Seit Januar 1985 benutzt der Kläger seinen Privatwagen für Dienstfahrten. In der Zeit vom 1. Oktober bis 12. Dezember 1985 war er an insgesamt 38 Tagen nicht auf Montageeinsatz, sondern übte Betriebsratstätigkeit aus und fuhr zu diesem Zweck in den Betrieb.
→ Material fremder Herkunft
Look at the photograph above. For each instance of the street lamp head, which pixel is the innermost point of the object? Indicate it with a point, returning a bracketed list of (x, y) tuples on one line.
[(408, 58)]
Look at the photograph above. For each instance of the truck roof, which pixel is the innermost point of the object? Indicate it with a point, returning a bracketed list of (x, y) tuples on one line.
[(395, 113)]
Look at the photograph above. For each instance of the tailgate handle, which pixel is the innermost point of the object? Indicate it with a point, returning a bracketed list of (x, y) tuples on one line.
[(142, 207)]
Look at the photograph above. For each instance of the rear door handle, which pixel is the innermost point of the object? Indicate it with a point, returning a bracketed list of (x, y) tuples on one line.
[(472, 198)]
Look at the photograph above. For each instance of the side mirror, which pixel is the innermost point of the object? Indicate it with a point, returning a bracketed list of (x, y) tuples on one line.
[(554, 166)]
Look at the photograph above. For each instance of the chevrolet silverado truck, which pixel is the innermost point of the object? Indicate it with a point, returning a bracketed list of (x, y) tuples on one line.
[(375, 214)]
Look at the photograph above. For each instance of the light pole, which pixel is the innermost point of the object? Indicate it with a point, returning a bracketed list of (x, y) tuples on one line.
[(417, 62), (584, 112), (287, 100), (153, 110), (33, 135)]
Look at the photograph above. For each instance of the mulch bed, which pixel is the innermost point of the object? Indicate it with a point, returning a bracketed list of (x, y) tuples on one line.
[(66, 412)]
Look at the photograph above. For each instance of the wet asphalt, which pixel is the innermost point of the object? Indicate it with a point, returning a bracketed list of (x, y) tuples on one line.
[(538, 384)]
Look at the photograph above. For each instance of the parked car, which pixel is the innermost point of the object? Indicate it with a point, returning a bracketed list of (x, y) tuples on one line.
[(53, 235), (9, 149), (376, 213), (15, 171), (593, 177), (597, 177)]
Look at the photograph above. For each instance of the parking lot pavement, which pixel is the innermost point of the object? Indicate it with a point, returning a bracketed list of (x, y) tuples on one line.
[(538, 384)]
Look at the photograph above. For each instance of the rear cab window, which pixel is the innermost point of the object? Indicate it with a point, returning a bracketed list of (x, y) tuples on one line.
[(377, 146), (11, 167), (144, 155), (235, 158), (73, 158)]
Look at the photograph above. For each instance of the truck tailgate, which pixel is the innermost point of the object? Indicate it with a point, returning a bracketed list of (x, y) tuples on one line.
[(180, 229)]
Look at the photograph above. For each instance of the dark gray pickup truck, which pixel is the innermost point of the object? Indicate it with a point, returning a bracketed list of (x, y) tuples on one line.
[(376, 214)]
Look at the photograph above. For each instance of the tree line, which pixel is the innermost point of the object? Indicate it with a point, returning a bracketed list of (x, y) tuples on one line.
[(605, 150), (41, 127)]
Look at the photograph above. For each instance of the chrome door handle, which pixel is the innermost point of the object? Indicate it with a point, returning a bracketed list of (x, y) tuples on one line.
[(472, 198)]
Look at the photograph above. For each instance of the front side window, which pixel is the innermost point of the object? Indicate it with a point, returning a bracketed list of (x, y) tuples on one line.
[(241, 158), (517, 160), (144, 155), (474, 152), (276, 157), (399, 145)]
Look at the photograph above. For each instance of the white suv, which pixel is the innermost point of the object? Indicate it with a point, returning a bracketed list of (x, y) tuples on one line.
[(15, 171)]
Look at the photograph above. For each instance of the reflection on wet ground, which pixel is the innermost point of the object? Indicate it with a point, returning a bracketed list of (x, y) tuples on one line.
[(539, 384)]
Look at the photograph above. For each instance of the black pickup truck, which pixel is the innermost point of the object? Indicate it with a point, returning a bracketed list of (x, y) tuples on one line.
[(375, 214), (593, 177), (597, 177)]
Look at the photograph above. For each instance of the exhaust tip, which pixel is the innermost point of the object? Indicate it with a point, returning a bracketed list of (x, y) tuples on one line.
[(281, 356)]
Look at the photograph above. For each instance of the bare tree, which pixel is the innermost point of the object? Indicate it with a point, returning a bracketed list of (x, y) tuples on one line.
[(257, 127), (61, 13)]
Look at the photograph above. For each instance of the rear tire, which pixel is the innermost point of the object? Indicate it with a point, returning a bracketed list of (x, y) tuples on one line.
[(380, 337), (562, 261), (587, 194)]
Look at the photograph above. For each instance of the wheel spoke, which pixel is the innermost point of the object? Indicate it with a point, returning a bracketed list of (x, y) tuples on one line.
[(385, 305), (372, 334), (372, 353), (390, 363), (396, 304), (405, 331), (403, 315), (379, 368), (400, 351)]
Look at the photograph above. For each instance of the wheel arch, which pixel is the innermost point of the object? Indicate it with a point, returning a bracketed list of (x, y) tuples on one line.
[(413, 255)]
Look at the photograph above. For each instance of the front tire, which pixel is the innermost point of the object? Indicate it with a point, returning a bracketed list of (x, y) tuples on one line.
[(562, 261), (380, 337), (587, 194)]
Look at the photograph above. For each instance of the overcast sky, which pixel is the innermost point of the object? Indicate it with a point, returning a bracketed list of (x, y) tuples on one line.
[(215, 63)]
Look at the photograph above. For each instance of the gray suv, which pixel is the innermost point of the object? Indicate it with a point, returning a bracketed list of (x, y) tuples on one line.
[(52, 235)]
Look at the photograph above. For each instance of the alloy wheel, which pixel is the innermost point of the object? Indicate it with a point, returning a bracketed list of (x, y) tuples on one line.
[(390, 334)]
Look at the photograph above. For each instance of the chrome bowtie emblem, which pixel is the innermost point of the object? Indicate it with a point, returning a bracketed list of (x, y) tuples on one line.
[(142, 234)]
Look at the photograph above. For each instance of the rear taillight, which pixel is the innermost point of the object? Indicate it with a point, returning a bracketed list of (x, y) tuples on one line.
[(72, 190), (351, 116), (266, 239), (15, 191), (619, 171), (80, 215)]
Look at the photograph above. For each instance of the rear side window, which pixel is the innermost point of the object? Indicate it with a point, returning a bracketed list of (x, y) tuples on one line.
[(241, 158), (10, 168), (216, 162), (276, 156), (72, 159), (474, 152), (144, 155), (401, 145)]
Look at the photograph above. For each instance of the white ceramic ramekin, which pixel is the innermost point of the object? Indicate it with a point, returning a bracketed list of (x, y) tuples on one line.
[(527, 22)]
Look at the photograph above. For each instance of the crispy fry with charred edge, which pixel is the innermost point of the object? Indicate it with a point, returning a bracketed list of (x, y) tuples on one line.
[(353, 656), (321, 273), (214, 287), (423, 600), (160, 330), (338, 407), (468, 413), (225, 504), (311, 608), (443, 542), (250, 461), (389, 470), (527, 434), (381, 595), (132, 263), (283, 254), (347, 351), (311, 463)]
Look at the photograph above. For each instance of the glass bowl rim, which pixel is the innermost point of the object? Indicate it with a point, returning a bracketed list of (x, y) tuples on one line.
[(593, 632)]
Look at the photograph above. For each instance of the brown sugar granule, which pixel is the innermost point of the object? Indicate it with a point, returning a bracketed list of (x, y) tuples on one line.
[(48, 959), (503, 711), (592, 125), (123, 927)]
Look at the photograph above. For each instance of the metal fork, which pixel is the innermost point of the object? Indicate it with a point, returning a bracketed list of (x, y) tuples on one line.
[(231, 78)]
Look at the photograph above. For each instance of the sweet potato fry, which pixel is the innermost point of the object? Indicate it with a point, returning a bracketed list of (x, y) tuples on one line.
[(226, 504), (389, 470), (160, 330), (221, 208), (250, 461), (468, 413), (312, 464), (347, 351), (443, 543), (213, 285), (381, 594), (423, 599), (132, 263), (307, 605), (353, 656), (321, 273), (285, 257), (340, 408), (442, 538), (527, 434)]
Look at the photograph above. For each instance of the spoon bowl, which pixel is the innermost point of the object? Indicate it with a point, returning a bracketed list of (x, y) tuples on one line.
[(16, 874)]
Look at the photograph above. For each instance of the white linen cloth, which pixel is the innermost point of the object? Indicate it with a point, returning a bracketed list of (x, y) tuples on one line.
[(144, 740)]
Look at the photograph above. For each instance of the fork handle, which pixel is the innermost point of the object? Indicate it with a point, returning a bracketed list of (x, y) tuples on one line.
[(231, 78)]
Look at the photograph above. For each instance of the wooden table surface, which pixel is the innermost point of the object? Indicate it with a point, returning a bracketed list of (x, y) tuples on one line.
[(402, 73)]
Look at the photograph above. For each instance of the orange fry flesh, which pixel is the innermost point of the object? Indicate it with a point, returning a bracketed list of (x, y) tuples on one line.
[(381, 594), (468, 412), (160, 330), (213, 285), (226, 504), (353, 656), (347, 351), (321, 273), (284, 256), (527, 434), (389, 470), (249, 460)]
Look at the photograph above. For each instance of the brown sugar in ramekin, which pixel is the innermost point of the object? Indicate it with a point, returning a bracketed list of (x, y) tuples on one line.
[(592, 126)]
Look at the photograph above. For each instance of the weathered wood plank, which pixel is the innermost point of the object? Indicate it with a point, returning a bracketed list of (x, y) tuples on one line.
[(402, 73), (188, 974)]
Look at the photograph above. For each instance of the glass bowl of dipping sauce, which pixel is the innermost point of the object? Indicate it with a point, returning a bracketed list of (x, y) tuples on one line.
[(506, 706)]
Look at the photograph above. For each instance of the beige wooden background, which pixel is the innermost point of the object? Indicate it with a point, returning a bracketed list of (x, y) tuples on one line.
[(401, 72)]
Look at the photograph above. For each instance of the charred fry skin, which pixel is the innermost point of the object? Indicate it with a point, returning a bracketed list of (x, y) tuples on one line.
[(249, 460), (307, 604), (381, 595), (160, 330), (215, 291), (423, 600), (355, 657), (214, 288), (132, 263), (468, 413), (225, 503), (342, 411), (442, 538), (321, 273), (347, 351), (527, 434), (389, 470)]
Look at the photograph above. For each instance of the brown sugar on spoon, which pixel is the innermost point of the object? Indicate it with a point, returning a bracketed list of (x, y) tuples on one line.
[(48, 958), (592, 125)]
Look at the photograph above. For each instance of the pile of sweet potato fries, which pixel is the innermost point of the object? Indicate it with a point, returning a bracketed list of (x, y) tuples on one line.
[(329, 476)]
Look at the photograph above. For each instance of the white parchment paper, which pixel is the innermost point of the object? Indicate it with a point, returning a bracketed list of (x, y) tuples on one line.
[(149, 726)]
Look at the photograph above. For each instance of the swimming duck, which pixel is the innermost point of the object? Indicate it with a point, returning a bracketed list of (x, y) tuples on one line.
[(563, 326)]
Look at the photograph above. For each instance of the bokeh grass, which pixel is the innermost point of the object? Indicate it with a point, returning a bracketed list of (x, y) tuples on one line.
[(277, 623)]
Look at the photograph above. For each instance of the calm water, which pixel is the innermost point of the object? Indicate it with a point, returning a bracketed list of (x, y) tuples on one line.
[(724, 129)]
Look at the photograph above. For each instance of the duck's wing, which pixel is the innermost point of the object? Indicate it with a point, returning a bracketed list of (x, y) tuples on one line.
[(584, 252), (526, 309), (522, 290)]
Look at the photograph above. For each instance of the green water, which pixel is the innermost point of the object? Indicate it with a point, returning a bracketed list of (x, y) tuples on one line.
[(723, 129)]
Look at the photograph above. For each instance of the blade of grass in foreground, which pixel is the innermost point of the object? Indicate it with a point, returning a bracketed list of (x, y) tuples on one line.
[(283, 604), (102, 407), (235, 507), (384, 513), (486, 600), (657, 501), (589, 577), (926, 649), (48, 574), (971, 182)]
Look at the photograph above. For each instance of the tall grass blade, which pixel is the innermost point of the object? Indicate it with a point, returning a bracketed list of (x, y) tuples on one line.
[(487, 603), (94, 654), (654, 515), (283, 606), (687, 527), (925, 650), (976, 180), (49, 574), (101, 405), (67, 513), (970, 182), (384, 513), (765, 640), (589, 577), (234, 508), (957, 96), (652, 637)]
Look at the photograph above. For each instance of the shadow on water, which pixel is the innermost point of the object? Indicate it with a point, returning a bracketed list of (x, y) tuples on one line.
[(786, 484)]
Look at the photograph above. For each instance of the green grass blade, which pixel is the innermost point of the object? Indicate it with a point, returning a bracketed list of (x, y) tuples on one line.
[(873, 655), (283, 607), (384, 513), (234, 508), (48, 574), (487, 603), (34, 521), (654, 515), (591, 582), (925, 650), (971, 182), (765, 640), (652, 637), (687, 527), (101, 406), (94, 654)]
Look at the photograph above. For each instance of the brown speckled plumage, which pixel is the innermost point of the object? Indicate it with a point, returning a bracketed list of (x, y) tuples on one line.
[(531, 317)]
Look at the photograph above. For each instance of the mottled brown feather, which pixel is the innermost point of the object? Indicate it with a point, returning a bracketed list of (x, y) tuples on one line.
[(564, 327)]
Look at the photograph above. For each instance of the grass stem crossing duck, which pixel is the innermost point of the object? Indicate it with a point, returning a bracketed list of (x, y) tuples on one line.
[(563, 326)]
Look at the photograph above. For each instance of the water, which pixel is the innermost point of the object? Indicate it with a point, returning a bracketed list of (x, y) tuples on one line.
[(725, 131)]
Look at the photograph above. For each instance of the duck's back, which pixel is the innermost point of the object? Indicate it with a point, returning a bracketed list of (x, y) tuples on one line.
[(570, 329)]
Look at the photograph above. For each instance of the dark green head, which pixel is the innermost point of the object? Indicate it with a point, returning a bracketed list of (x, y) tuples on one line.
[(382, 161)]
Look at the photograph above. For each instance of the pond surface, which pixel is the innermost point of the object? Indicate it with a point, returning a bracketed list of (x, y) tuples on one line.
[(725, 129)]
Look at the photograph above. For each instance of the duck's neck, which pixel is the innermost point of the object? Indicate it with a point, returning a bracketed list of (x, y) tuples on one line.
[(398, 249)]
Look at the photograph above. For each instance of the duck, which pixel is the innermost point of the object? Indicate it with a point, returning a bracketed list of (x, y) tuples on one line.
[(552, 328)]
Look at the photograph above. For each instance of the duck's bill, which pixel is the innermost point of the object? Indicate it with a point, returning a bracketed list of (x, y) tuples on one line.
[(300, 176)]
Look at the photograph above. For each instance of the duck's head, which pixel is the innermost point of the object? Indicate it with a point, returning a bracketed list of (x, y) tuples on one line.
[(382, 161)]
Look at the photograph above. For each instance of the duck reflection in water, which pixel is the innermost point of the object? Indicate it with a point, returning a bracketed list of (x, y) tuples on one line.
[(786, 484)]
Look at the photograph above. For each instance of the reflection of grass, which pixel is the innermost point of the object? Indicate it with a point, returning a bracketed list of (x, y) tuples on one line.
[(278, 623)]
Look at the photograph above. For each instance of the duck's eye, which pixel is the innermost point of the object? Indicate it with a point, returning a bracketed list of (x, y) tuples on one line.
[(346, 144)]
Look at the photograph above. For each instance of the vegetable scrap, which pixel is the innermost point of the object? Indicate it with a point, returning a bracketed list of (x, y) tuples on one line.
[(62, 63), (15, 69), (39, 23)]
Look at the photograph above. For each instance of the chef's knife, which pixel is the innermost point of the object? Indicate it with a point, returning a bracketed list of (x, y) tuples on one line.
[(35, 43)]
Für diese Fahrten von seiner Wohnung in Offenbach zum Betriebssitz in Frankfurt am Main benutzte er seinen Privat-Pkw über insgesamt 1.060 km.
Mit der Klage hat der Kläger von der Beklagten die Zahlung folgender der Höhe nach unstreitiger Beträge verlangt:
a) 234,84 DM brutto (steuerpflichtiger Teil der
Nahauslösung, 38 Tage zu je
6,18 DM brutto),
b) 445,20 DM netto (1.060 km zu je 0,42 DM netto),
c) 164,-- DM brutto (Entschädigung für die Mitnahme
von Arbeitsmaterial).
Der Kläger hat die Auffassung vertreten, der steuerpflichtige Teil der Nahauslösung stehe ihm auch dann zu, wenn er statt seiner Montagetätigkeit erforderliche Betriebsratstätigkeit ausführe. Ihm stehe auch Kilometergeld zu, wenn er mit seinem Privat-Pkw von seinem Wohnort in Offenbach anstatt zur Montagebaustelle in Erfüllung seines Betriebsratsamts zum Betriebssitz fahre. Denn wenn er und die anderen Monteure auf Montage führen, werde das Kilometergeld auch von ihrem Wohnsitz aus berechnet. Auch wenn Monteure aus dienstlichen Gründen zum Betriebssitz führen, erhielten sie Kilometergeld. Dies müsse daher auch dann gelten, wenn er Betriebsratstätigkeiten am Betriebssitz ausübe.
Der Kläger hat beantragt,
die Beklagte zu verurteilen, an ihn 234,84 DM
brutto sowie 445,20 DM netto nebst 4 % Zinsen
seit Klagezustellung zu zahlen, ferner die
Beklagte darüber hinaus zu verurteilen, an ihn
weitere 164,-- DM brutto zu zahlen.
Die Beklagte hat beantragt, die Klage abzuweisen. Sie hat im wesentlichen eingewandt, die Nahauslösung gemäß § 7.3.1 BMTV habe in vollem Umfange Aufwendungsersatzcharakter. Sie werde daher nicht gezahlt, wenn keine Montagefahrten unternommen würden. Kilometergeld könne nur für Dienstfahrten verlangt werden; die Fahrt vom Wohnort zum Betriebssitz falle hingegen in die Privatsphäre eines jeden Arbeitnehmers.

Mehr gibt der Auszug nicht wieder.